[HN Gopher] Postgres full-text search: A search engine in a data...
___________________________________________________________________
Postgres full-text search: A search engine in a database (2021)
Author : craigkerstiens
Score : 126 points
Date : 2022-07-11 18:07 UTC (4 hours ago)
(HTM) web link (www.crunchydata.com)
(TXT) w3m dump (www.crunchydata.com)
| itsthecourier wrote:
| we built a listings site similar to ebay in latin america after
| buying the operation from an european company,
| https://corotos.com
|
| we made use of bson in the listings table for metadata and FTS
| inside postgres. spanish dictionaries, weighting, white-listings
| of words and including metadata inside the tsvectors have been
| awesome. really quick search, you never have unsync documents in
| another part of the stack and you save a lot in storage
|
| glad to help anybody going this path, no regrets.
| cpursley wrote:
| A writeup or gist of this approach would be awesome.
| mixcocam wrote:
| I think SQLite is even more batteries included!
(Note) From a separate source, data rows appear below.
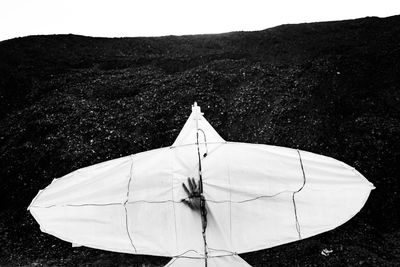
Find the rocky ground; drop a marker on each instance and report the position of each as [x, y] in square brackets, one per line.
[331, 88]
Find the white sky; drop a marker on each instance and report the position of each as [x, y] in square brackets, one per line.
[119, 18]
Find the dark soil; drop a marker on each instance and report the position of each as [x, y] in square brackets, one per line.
[331, 88]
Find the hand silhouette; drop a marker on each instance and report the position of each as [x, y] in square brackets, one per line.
[194, 198]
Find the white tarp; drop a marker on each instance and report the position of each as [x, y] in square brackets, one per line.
[258, 196]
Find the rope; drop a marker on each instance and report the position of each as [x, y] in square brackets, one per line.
[298, 228]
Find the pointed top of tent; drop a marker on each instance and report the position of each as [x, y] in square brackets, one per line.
[196, 122]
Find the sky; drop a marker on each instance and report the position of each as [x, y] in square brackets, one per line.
[129, 18]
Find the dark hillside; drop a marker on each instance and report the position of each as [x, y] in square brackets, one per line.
[331, 88]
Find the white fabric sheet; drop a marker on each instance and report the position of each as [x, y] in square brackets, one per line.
[253, 193]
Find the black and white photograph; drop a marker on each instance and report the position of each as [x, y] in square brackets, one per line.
[199, 133]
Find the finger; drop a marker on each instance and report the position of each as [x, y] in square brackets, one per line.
[186, 190]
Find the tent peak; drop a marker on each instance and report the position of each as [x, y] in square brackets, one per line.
[196, 122]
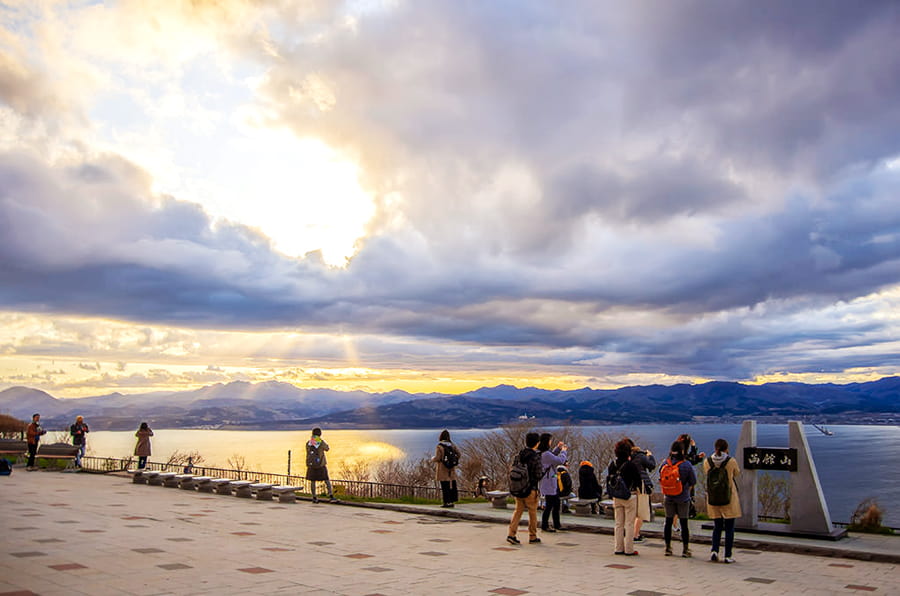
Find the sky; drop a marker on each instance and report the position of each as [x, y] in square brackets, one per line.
[443, 195]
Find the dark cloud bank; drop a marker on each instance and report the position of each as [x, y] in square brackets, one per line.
[568, 173]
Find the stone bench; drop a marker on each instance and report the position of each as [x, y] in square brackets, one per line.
[583, 507]
[60, 451]
[263, 491]
[14, 447]
[221, 486]
[166, 479]
[185, 481]
[242, 488]
[497, 498]
[285, 494]
[203, 483]
[138, 476]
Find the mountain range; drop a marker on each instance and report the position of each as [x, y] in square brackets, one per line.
[283, 405]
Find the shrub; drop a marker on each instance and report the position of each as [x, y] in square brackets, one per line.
[868, 517]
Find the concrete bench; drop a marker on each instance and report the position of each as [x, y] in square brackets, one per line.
[242, 489]
[203, 483]
[583, 507]
[152, 477]
[59, 451]
[185, 481]
[498, 498]
[263, 491]
[166, 479]
[13, 447]
[285, 494]
[222, 486]
[138, 476]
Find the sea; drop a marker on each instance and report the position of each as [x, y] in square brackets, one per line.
[854, 463]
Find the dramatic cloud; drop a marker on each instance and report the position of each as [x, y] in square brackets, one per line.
[603, 192]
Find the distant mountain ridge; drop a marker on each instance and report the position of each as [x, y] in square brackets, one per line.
[275, 404]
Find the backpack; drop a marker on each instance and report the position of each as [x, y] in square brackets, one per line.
[615, 484]
[564, 483]
[670, 478]
[313, 457]
[520, 477]
[718, 485]
[451, 455]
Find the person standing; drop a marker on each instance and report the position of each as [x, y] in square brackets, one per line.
[529, 458]
[33, 435]
[550, 459]
[723, 505]
[623, 470]
[142, 448]
[317, 466]
[78, 430]
[677, 480]
[446, 458]
[646, 463]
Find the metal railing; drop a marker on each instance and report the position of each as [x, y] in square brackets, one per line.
[355, 488]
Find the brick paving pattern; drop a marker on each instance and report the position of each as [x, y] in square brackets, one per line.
[181, 554]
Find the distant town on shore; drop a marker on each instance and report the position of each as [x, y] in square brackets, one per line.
[283, 406]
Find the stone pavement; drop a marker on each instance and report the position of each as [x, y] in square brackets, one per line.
[71, 534]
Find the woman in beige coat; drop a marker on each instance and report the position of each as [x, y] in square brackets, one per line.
[142, 448]
[723, 515]
[444, 475]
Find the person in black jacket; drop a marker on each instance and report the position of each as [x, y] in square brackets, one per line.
[625, 509]
[588, 485]
[530, 457]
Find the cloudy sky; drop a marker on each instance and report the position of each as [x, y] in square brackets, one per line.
[440, 195]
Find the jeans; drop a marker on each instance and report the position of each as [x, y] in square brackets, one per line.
[683, 511]
[529, 503]
[449, 492]
[625, 512]
[728, 525]
[551, 507]
[327, 482]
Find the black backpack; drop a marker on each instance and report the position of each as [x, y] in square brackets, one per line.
[451, 455]
[520, 481]
[615, 484]
[313, 456]
[718, 485]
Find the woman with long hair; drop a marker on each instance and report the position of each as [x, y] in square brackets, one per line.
[550, 459]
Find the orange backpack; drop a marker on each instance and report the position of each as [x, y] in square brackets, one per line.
[670, 478]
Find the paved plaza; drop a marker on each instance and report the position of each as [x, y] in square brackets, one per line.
[69, 534]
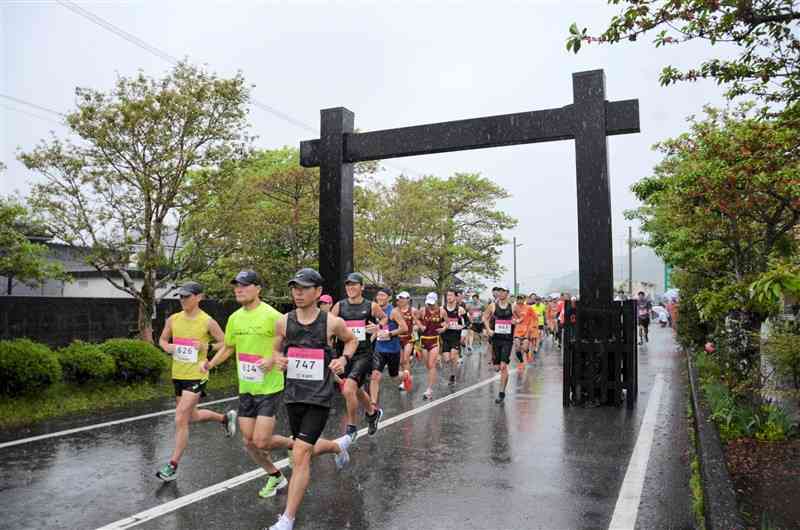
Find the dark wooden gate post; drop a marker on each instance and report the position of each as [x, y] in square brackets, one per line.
[594, 352]
[335, 200]
[594, 195]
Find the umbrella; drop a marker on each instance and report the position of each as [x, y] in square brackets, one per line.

| https://www.sqlite.org/fts5.html
| canadiantim wrote:
| More difficult to do facets with sqlite vs postgres though
| shakezula wrote:
| I used SQLite's built in fuzzy search and it is surprisingly
| powerful. I used it to for full text search over a magic the
| gathering card database and it was amazing.
| cduzz wrote:
| I've often wondered why someone doesn't reimplement
| elasticsearch using sqlite as the back-end datastore, instead
| of lucene.
|
| Or did I just describe foundationDB?
|
| I guess the real problem is that such a beast wouldn't have
| kibana, and people _want_ kibana and put up with
| elasticsearch to get it.
| jfbaro wrote:
| I have seen this presentation from a company that used PG Full
| Text search for a pretty complex use case. Interesting ->
| http://matheusoliveira.s3-website-us-east-1.amazonaws.com/pr...
| (updated thanks to ddevault)
| RowanH wrote:
| Good link thinks. Have to say we're moving to pgSearch after
| implementing SOLR alongside a PG/Rails backend. Makes the stack
| simpler, less components to worry about (less headaches for gem
| versioning dependencies with SOLR). Lot to be said for it after
| reading through what's available now...
| sandGorgon wrote:
| are you planning to do relevance ? this is one of the
| blockers for us - TFIDF vs BM25 or something.
|
| From what i know - PG fulltext seaarch does not implement
| relevance.
| rocmcd wrote:
| This has been my understanding of the state of Postgres
| full-text search. It's great if your search requirements
| are fairly vanilla, but I haven't seen any solutions for
| more advanced search needs, such boosting, relevance,
| scoring, etc.
| mamcx wrote:
| An alternative is to just layer the FTS on top of vanilla
| sql to get the extra stuff (this is what I do for my
| eCommerce backend), so is pretty simple to have something
| alike: SELECT .. -- Get the fts
| IN ( FTS QUERY) ORDER BY -- The relevance is
| hardcoded? mayber in another table that store th rankings?
| ( Products, Inventory,
| Invoices,.. )
|
| I found is much easier and predictable if I code the
| "rankings" based on the business logic instead of let the
| FTS engine guess it. You can store that stuff as normal
| columns or use the "sources" (ie: products, inventory) as
| ways to know what could be more important to pull first.
|
| This have the nice property that our search results are ver
| good and better: Never return non-sensical stuff! (like
| searching for a apple in the store and get and blog post!)
| ddevault wrote:
| Please don't use URL shorteners.
|
| http://matheusoliveira.s3-website-us-east-1.amazonaws.com/pr...
| jfbaro wrote:
| Updated! Thanks
| lettergram wrote:
| I've written some tips on this before:
| https://austingwalters.com/fast-full-text-search-in-postgres...
|
| Basically, it's easy to create triggers that'll update an index
| for you on entry. Then you can create custom indices that have
| key words, etc.
| Latty wrote:
| Is there a benefit to using a trigger over a generated stored
| column?
| lettergram wrote:
| You can technically do way more robust things in a trigger.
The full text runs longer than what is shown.